You don’t have to go too far back in the annals of CPU history to remember when AMD was a major challenger to the performance crown and the choice of many a savvy gamer. But over the past few years, the gap between AMD and Intel has grown wider, with AMD relegated almost exclusively to budget PC builds and consoles like the PS4. With Ryzen 7’s release, that all changes.
Based on AMD’s hugely hyped “Zen” architecture, the 8-core/16-thread Ryzen 7 is the first round of a whole new processor family with intentions of shaking up the industry and finally creating some much needed competition in the enthusiast CPU space. But is all that hype warranted? We’ve spent weeks under the hood, comparing Ryzen 7 vs Intel benchmarks to see if the performance really stacks up. Read on to learn more.

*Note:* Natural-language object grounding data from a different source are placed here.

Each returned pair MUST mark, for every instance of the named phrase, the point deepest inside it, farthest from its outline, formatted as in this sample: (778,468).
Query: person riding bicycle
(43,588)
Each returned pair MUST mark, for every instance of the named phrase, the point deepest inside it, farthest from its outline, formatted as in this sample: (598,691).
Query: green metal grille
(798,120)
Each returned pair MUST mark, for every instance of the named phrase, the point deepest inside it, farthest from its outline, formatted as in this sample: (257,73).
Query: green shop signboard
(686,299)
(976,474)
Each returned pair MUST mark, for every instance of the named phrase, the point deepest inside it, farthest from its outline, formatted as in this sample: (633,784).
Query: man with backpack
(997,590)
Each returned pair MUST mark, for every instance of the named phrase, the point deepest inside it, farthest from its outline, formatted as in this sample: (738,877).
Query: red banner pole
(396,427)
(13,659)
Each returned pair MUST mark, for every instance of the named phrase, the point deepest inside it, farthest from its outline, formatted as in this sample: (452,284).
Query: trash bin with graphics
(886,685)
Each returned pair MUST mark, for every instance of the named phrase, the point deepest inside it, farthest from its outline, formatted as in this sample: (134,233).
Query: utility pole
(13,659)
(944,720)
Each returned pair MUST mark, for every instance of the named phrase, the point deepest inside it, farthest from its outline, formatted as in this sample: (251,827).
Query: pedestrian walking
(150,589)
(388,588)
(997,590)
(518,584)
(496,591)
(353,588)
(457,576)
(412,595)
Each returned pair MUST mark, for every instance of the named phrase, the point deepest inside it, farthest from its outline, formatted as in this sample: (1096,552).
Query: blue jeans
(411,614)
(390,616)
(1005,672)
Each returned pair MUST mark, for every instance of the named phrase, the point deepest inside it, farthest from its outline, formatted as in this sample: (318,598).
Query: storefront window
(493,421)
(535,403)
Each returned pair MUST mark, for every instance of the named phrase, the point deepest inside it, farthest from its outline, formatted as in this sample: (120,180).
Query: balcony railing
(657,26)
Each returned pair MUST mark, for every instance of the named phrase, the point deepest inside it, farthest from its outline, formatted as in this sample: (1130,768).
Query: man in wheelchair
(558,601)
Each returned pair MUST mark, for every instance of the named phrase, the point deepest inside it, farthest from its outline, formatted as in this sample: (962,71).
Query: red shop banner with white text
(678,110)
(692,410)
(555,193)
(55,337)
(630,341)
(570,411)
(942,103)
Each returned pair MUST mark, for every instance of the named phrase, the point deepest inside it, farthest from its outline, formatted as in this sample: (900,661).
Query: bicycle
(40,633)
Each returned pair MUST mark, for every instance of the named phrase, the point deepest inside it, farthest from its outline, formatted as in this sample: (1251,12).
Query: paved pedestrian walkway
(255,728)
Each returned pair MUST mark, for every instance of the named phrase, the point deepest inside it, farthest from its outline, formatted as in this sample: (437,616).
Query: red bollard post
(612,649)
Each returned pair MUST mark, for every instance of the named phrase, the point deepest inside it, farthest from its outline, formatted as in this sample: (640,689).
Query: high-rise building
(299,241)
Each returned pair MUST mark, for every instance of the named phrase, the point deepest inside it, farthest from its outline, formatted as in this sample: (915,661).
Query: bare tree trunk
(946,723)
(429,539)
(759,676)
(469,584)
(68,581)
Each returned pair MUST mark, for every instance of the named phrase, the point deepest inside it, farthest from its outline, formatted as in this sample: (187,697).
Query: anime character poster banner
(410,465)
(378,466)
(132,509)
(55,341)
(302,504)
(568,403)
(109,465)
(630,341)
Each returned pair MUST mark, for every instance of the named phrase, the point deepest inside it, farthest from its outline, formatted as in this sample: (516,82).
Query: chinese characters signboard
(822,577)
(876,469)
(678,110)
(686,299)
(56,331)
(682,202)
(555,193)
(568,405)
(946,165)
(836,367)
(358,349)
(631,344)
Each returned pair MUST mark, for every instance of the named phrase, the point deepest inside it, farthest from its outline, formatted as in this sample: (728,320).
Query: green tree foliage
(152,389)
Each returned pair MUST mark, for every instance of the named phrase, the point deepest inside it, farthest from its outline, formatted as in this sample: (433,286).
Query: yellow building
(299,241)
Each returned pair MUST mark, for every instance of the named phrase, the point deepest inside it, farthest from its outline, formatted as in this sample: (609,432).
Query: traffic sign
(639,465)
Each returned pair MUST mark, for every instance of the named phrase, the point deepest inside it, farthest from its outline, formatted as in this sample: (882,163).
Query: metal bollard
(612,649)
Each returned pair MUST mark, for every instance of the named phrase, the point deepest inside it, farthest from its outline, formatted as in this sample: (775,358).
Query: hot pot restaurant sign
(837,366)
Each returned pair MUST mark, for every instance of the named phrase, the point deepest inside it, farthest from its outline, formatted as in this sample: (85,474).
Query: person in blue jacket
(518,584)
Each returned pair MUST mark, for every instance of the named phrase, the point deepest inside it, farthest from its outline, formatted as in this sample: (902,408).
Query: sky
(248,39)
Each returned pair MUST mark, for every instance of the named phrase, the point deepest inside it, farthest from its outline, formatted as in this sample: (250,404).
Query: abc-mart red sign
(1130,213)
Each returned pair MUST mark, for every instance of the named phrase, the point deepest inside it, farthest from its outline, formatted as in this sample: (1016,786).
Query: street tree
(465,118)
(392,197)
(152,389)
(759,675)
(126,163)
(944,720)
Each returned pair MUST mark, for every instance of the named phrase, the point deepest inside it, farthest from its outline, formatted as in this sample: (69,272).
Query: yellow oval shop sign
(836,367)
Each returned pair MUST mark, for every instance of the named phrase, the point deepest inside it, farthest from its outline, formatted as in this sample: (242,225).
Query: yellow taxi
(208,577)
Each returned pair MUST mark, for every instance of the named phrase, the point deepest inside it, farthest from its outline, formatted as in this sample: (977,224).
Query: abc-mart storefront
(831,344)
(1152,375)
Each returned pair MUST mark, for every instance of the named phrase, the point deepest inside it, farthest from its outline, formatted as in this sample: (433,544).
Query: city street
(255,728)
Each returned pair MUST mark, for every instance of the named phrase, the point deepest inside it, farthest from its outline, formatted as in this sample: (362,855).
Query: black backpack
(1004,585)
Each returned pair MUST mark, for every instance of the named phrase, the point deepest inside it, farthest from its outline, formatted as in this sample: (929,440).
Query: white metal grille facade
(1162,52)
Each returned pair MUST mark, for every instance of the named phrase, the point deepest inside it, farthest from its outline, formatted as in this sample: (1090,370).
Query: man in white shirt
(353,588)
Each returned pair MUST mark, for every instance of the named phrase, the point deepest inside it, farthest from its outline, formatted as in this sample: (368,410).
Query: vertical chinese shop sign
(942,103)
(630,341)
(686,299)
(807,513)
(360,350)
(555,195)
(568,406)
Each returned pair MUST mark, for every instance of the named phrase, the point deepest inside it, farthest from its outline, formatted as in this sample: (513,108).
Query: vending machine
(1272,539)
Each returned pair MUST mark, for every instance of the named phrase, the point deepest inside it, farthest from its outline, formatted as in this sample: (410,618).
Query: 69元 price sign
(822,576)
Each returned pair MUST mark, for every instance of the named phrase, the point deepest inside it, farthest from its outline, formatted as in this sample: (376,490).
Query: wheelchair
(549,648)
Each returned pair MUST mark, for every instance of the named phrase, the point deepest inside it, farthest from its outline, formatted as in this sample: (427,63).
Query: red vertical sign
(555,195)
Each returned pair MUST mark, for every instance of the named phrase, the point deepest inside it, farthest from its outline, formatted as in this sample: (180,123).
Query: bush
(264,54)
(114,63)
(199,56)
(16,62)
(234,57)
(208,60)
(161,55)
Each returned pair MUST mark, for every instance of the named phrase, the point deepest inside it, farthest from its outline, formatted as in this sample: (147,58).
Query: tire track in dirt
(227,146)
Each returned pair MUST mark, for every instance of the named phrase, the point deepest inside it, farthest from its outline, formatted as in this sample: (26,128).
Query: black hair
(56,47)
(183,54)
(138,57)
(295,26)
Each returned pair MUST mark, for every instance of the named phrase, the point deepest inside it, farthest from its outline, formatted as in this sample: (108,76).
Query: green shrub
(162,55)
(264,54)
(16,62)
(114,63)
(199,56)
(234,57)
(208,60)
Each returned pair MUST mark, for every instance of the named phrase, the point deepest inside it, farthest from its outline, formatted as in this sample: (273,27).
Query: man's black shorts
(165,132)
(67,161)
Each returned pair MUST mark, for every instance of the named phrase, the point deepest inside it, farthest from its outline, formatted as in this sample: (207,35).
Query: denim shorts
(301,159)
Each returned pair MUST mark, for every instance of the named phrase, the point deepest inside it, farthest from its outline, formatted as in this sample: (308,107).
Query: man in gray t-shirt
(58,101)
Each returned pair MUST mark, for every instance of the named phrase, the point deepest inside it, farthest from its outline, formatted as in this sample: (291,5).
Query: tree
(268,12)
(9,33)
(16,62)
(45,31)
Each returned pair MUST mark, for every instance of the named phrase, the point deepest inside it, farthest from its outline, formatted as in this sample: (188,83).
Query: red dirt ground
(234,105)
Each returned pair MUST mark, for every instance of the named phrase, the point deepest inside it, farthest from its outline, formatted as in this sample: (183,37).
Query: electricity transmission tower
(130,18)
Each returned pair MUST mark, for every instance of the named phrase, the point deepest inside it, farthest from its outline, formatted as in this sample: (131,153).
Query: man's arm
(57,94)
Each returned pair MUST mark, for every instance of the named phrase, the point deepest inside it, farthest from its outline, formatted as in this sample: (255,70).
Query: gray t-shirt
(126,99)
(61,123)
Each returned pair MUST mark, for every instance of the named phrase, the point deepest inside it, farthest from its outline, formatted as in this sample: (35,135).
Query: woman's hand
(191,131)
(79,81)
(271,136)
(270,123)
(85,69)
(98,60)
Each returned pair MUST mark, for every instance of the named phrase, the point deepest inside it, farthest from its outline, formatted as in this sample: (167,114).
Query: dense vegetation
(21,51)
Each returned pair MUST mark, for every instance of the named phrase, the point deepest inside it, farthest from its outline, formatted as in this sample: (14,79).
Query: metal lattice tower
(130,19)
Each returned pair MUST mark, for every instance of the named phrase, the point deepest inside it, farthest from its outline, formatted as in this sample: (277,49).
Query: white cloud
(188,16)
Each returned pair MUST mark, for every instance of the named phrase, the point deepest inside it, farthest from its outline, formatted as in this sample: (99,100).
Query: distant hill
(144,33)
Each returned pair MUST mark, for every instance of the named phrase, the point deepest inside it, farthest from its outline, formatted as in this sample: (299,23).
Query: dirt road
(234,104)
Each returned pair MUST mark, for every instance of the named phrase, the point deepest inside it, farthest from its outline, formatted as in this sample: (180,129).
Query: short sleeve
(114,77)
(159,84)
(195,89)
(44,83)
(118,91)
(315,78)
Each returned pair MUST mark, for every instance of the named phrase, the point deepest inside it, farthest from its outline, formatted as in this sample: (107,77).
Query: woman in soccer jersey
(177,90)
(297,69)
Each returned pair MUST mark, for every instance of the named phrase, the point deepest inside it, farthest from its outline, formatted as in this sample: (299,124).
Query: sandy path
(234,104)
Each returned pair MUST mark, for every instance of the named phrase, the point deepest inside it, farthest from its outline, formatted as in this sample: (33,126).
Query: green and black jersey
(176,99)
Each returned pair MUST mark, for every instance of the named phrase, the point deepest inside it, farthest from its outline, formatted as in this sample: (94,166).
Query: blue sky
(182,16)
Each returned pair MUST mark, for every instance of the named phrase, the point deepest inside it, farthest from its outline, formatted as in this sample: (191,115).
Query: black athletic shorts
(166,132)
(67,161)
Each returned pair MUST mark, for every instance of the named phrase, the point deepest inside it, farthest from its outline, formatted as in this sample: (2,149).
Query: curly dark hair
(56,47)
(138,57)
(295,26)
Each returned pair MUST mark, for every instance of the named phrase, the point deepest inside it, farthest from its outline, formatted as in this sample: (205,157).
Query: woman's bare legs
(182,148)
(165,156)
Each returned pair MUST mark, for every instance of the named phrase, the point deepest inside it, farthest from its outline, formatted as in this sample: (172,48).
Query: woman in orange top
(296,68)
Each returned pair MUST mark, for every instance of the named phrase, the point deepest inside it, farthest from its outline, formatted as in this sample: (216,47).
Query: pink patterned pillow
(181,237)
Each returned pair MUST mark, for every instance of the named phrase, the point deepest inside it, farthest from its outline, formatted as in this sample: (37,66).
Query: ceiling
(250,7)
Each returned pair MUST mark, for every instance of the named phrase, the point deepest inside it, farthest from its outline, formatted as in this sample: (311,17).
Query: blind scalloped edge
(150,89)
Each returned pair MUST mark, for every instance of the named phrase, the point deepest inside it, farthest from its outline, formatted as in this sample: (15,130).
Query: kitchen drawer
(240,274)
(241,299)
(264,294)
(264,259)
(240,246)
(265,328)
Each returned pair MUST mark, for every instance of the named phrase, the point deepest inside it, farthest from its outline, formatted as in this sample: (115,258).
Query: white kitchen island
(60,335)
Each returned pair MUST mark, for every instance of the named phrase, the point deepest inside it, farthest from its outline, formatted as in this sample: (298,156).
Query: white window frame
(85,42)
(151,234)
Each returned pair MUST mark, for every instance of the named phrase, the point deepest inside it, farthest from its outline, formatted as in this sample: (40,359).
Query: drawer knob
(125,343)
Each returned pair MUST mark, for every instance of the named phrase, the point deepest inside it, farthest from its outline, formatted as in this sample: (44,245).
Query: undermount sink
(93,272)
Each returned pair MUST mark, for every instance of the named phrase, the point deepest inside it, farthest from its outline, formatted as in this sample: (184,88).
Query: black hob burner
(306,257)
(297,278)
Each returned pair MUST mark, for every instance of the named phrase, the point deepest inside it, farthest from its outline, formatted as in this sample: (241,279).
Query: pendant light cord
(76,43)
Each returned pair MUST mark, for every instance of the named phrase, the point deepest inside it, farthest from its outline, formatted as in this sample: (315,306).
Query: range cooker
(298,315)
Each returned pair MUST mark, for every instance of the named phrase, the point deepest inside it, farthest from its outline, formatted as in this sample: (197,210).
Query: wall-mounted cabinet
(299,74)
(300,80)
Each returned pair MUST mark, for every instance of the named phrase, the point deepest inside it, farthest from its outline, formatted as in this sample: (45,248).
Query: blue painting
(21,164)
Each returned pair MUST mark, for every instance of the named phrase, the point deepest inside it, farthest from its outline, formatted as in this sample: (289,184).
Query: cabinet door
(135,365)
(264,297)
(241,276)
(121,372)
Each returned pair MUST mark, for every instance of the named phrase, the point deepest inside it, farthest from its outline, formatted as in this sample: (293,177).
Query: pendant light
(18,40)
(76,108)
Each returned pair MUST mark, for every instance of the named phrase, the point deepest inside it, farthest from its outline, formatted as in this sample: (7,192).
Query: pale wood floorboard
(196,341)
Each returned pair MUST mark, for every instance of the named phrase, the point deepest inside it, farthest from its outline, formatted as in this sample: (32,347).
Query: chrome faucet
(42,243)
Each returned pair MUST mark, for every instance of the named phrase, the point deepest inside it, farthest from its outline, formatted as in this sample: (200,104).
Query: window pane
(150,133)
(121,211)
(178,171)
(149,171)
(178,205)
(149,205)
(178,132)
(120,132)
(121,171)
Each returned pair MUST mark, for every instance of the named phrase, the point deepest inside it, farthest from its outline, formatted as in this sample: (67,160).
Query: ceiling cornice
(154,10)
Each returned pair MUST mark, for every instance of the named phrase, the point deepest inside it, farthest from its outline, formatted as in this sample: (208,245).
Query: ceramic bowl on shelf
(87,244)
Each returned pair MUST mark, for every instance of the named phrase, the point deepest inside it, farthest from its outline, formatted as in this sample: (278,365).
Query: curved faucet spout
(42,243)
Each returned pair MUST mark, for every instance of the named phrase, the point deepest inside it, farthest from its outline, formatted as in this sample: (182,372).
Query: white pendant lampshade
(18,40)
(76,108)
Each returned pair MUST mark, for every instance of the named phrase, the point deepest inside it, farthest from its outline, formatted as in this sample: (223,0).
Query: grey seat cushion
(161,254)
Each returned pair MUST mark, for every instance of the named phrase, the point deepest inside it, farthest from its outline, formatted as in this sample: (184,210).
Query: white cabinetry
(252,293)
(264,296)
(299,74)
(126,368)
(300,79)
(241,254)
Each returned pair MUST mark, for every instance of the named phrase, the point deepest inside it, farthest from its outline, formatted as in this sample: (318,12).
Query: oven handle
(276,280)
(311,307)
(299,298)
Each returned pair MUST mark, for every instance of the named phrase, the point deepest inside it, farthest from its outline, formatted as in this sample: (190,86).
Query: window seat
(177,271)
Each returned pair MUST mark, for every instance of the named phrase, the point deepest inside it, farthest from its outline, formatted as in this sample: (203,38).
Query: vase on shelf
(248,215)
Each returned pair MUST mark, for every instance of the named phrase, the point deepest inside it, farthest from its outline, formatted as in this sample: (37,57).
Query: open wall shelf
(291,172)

Below is a chart pulled from 3D Mark, one of the best best benchmarking softwares available in our opinion. We chose the Ryzen 7 1700X to compare because it’s the middle of the road option between the 1700 and 1800X. Check out what we found (longer bars equate the better performance).
As you can see, our numbers show the 1700X besting the i7-6900K in raw multithreaded performance. That’s impressive in and of itself, but when you also consider the fact that the 6900k retails at $999 vs the $329 pricetag of the 1700X, these numbers become even more eye-popping. The value is simply for many users is hard to deny here.
Now a caveat: this is one benchmark done in a test setting. This is not to say that all Ryzen 7 processors will outperform all Broadwell-E processors (or all Intel processors for that matter) in all applications. For example, for single threaded applications including many games, a quad-core Intel Kaby Lake is likely still the best choice. It’s still important to craft your PC to your specific needs for ideal performance.
Judging by these benchmarks, Ryzen 7 is more than competitive with Intel’s Broadwell-E. At less than half the price of comparable models, we’re comfortable calling Ryzen 7 the best bang for the buck processor option currently available. Welcome back, AMD! The CPU market just got a whole lot more interesting.